Formação e trajetória política
Antonio Salandra nasceu em 1853, na região da Puglia, no sul da Itália. Formado em Direito, construiu sua carreira como jurista, professor universitário e, posteriormente, político. Antes de assumir o cargo de primeiro-ministro, já havia ocupado ministérios importantes, como o Ministério das Finanças, destacando-se por sua postura conservadora e por sua defesa da autoridade do Estado.
Salandra fazia parte da elite política liberal que governava a Itália desde a unificação, grupo caracterizado por pragmatismo institucional, mas também por distanciamento das massas populares.
A Itália e a neutralidade inicial
Quando a Primeira Guerra Mundial eclodiu em 1914, a Itália fazia parte da Tríplice Aliança, ao lado da Alemanha e do Império Austro-Húngaro. No entanto, Salandra optou inicialmente pela neutralidade, argumentando que o tratado era de caráter defensivo e que a Áustria-Hungria havia iniciado o conflito sem consultar Roma.
Essa neutralidade, porém, foi entendida por Salandra não como uma posição definitiva, mas como uma oportunidade estratégica para negociar vantagens territoriais e políticas para a Itália.
O intervencionismo e o Tratado de Londres
Convencido de que a guerra poderia representar uma ocasião histórica para completar a unificação italiana especialmente com a incorporação de territórios sob domínio austro-húngaro Salandra passou a defender a entrada no conflito ao lado da Tríplice Entente (Reino Unido, França e Rússia).
Em abril de 1915, seu governo assinou secretamente o Tratado de Londres, no qual as potências aliadas prometeram à Itália ganhos territoriais significativos em troca de sua participação na guerra. Entre as promessas estavam regiões como o Trentino-Alto Ádige, Trieste e partes da Ístria.
A decisão foi tomada sem amplo debate parlamentar, o que gerou forte oposição interna e aprofundou divisões políticas e sociais no país.

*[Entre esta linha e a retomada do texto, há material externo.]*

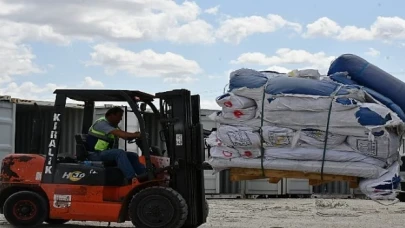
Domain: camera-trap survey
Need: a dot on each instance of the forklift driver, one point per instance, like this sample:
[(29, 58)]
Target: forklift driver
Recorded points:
[(102, 143)]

Entrada na guerra e consequências políticas
Em maio de 1915, a Itália declarou guerra ao Império Austro-Húngaro, dando início a uma campanha militar longa, custosa e marcada por enormes perdas humanas. Embora Salandra tenha defendido a decisão como um ato de necessidade histórica e estratégica, os primeiros resultados no campo de batalha foram limitados e sangrentos.

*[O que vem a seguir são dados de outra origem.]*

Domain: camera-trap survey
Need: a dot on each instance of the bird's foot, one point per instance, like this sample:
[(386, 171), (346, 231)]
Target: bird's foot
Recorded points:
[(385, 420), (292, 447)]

A condução da guerra, somada às dificuldades econômicas e à insatisfação popular, enfraqueceu seu governo. Em 1916, após críticas crescentes e crises parlamentares, Antonio Salandra deixou o cargo de primeiro-ministro.
Legado e avaliação histórica
Antonio Salandra é lembrado como o político que conduziu a Itália à Primeira Guerra Mundial por meio de uma diplomacia calculada e controversa. Para alguns historiadores, sua decisão representou uma tentativa pragmática de afirmar a Itália como potência europeia; para outros, foi uma escolha que expôs o país a um conflito para o qual não estava plenamente preparado.
Seu legado permanece ligado ao Tratado de Londres e à ruptura da neutralidade italiana — um ponto de inflexão que redefiniu o papel da Itália no cenário internacional e moldou profundamente sua história política e social nas décadas seguintes.